Punching above Your Weight

tiwaryshailesh
6 min readJul 3, 2021

What’s up? WhatsApp

Originally published at https://techtrots.medium.com/punching-above-your-weight-515f6ea8c152 on 27 May 2021

The last few hours have seen a lot of furore over WhatsApp suing the Indian Government over user privacy issues; they claim they want to defend it for a change. Knowing WhatsApp’s Facebook connection, that’s surprising. It’s been quite some time since Facebook and Privacy have been used together in the same sentence! TRUMPets…

The main issue, as read by the lawsuit, concerns traceability. Simply put, traceability in this context implies technical feasibility and intent to identify the originator of specific content (text/image/video/file), which gets shared several times on an end-to-end encrypted messaging platform. WhatsApp claims that if they have to have traceability, they will end up breaking the end-to-end encryption. Ouch! that must hurt any privacy-respecting firm!

The claim that the end-to-end encryption would break if traceability were to be provisioned by WhatsApp does not fully stand to logic. This writeup by no means amounts to an expert opinion; it just wants to get a debate going amongst the readers (Hello, is anybody there?)

The Forwarded Labels

The forwarded labels over WhatsApp messages always piqued one’s interest — Even with all the cryptographic wizardry, how on earth could someone track message repetitions without breaking confidentiality aka the end-to-end encryption.

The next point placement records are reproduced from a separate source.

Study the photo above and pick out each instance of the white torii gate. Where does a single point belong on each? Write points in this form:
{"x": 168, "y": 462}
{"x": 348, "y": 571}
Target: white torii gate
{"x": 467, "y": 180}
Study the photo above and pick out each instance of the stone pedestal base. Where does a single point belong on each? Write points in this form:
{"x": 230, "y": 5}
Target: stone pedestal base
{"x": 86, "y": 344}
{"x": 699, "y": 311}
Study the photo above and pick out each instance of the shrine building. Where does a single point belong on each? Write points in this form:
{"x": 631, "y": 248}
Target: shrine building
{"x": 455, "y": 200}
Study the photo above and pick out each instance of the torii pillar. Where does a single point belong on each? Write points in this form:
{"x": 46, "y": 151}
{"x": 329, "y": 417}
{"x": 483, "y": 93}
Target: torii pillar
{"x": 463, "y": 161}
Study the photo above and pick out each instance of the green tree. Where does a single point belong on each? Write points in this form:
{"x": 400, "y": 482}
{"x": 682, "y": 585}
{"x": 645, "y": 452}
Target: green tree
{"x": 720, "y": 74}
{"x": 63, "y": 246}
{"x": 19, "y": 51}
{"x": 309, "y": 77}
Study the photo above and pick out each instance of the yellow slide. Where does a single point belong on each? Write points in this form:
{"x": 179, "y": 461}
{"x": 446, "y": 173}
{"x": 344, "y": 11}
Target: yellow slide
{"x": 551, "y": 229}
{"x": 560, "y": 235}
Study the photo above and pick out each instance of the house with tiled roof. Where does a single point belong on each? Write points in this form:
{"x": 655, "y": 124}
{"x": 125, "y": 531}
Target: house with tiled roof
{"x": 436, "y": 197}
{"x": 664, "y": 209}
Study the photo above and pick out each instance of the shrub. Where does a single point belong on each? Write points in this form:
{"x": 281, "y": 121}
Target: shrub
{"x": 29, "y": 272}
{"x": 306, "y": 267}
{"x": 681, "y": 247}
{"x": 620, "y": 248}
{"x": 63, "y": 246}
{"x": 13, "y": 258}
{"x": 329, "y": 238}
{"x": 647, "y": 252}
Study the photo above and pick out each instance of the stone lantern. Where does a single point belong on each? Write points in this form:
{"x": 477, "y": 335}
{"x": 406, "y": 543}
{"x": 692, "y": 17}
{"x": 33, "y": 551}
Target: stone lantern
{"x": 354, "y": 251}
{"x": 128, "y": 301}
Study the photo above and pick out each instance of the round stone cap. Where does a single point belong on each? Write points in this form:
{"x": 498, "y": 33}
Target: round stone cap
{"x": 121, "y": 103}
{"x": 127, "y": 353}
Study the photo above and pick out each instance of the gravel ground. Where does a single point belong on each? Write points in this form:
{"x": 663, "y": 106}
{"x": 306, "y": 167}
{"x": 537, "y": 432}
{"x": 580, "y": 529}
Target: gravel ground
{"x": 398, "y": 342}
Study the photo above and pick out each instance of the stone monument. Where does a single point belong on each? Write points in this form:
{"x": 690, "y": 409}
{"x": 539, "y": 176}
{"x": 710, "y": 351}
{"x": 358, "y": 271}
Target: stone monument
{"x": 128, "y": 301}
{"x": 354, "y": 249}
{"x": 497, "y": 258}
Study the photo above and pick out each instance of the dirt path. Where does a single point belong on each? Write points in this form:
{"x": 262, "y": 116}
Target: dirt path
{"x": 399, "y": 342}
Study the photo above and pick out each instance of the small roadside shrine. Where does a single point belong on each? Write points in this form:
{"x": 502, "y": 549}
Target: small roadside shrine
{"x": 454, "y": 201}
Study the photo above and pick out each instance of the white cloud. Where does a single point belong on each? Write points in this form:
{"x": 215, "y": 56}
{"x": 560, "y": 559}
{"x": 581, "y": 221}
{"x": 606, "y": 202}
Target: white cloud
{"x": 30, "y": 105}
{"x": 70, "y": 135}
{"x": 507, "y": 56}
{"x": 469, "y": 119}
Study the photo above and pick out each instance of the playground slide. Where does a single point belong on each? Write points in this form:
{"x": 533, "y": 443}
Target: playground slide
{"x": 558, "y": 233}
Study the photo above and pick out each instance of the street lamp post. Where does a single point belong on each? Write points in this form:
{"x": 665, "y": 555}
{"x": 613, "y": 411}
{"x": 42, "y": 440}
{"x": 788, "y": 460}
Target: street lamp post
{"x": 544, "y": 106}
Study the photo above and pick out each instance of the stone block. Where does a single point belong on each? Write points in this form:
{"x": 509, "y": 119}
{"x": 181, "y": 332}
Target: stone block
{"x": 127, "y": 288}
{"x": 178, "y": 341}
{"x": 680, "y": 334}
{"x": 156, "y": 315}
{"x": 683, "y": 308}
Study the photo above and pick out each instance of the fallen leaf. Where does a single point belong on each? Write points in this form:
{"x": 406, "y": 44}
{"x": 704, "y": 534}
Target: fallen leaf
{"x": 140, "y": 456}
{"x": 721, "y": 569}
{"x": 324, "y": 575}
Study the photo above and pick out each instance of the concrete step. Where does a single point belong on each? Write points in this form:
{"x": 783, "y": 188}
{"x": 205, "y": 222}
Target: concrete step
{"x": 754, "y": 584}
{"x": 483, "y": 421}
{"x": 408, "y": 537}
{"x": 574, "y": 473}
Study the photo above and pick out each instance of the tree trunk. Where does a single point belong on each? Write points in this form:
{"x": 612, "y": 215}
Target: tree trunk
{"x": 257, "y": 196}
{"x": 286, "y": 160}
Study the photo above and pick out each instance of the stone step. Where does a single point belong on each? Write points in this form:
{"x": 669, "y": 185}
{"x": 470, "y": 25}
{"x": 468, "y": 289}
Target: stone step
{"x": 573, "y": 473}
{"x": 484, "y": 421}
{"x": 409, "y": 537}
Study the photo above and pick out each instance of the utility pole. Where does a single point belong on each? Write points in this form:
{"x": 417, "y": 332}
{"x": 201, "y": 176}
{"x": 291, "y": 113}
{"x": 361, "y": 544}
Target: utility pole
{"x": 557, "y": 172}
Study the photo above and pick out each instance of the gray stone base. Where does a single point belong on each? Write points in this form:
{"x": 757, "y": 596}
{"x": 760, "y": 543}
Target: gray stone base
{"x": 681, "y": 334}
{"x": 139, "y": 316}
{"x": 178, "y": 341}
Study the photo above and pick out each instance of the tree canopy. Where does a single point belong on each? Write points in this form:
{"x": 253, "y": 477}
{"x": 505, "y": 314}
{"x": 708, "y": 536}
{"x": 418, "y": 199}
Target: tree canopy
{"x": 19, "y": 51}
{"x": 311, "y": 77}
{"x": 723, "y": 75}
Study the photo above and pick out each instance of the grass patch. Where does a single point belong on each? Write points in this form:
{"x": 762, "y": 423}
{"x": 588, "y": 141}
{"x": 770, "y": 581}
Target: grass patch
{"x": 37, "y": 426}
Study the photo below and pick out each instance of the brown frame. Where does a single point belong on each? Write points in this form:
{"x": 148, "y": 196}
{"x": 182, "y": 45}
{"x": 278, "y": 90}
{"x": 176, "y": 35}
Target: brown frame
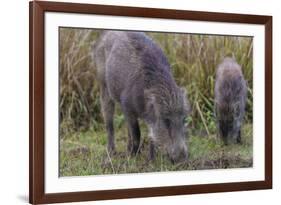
{"x": 36, "y": 101}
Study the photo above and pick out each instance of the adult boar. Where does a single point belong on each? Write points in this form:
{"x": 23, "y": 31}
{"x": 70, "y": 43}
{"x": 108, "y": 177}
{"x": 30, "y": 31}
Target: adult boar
{"x": 230, "y": 100}
{"x": 133, "y": 71}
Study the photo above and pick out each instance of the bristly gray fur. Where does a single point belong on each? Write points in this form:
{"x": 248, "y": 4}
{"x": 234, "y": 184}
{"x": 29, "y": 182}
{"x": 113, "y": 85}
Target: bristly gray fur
{"x": 230, "y": 100}
{"x": 133, "y": 71}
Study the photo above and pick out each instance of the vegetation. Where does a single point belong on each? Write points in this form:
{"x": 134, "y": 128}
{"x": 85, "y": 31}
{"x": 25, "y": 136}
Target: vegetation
{"x": 193, "y": 60}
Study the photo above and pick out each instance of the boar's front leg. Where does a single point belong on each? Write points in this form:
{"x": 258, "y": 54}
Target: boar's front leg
{"x": 239, "y": 137}
{"x": 133, "y": 131}
{"x": 151, "y": 155}
{"x": 134, "y": 134}
{"x": 107, "y": 105}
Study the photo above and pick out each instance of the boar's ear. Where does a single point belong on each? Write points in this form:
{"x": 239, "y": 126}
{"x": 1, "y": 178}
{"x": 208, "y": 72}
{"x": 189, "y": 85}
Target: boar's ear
{"x": 185, "y": 98}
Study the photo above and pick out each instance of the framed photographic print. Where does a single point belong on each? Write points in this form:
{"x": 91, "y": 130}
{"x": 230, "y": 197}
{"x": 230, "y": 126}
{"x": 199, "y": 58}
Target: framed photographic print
{"x": 139, "y": 102}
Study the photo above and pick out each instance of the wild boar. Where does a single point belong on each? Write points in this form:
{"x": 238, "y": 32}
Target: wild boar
{"x": 133, "y": 71}
{"x": 230, "y": 100}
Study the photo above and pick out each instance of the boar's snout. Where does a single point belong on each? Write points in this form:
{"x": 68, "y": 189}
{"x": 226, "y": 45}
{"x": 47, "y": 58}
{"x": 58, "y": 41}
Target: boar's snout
{"x": 178, "y": 154}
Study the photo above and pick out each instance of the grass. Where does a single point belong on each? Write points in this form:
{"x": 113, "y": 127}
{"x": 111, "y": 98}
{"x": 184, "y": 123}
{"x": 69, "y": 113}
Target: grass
{"x": 85, "y": 153}
{"x": 193, "y": 59}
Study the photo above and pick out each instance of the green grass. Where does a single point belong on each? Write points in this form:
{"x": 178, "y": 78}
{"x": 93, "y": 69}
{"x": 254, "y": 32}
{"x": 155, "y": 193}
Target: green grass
{"x": 193, "y": 59}
{"x": 85, "y": 153}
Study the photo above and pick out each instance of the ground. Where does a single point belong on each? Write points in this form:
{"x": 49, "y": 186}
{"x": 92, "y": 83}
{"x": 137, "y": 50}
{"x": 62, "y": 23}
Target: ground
{"x": 85, "y": 153}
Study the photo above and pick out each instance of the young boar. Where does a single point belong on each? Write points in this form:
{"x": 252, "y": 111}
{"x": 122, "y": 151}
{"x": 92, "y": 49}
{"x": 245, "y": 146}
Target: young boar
{"x": 133, "y": 71}
{"x": 230, "y": 100}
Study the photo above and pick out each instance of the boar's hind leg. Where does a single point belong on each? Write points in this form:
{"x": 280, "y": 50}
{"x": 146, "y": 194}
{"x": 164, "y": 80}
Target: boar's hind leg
{"x": 107, "y": 105}
{"x": 134, "y": 135}
{"x": 239, "y": 137}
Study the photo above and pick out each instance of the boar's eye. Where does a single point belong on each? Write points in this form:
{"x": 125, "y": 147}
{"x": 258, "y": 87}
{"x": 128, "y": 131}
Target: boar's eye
{"x": 167, "y": 123}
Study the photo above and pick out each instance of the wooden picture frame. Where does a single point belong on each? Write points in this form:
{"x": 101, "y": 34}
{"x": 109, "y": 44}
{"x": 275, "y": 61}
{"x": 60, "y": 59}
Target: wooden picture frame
{"x": 37, "y": 11}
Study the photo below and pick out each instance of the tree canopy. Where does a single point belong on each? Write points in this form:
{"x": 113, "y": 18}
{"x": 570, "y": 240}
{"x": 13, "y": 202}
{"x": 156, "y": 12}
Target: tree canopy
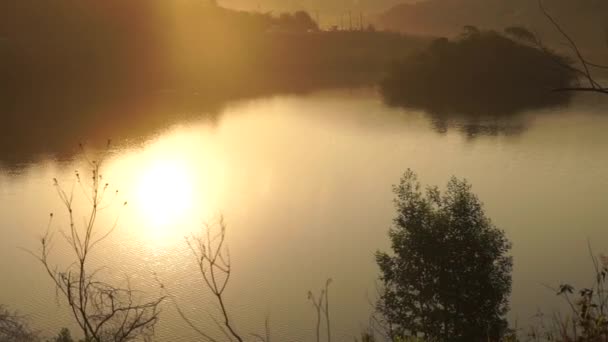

While WhatsApp’s official WhatsApp Encryption Overview is full of cryptographic gobbledygook, it fails to give out the privacy protecting secret sauce making the forwarded labels.

DIY — Forwarded Label

Having failed to find a scratch to this itch, one was forced to think through this mystery. This article lets out a possible blueprint for setting up the forwarded label. While the exact method used by WhatsApp may vary, the underlying approach would mostly be the same. Since most people are aware of the WhatsApp UX, let’s jump right into the forward labeling mechanism blueprint. The entire process can be understood in the phases shown below.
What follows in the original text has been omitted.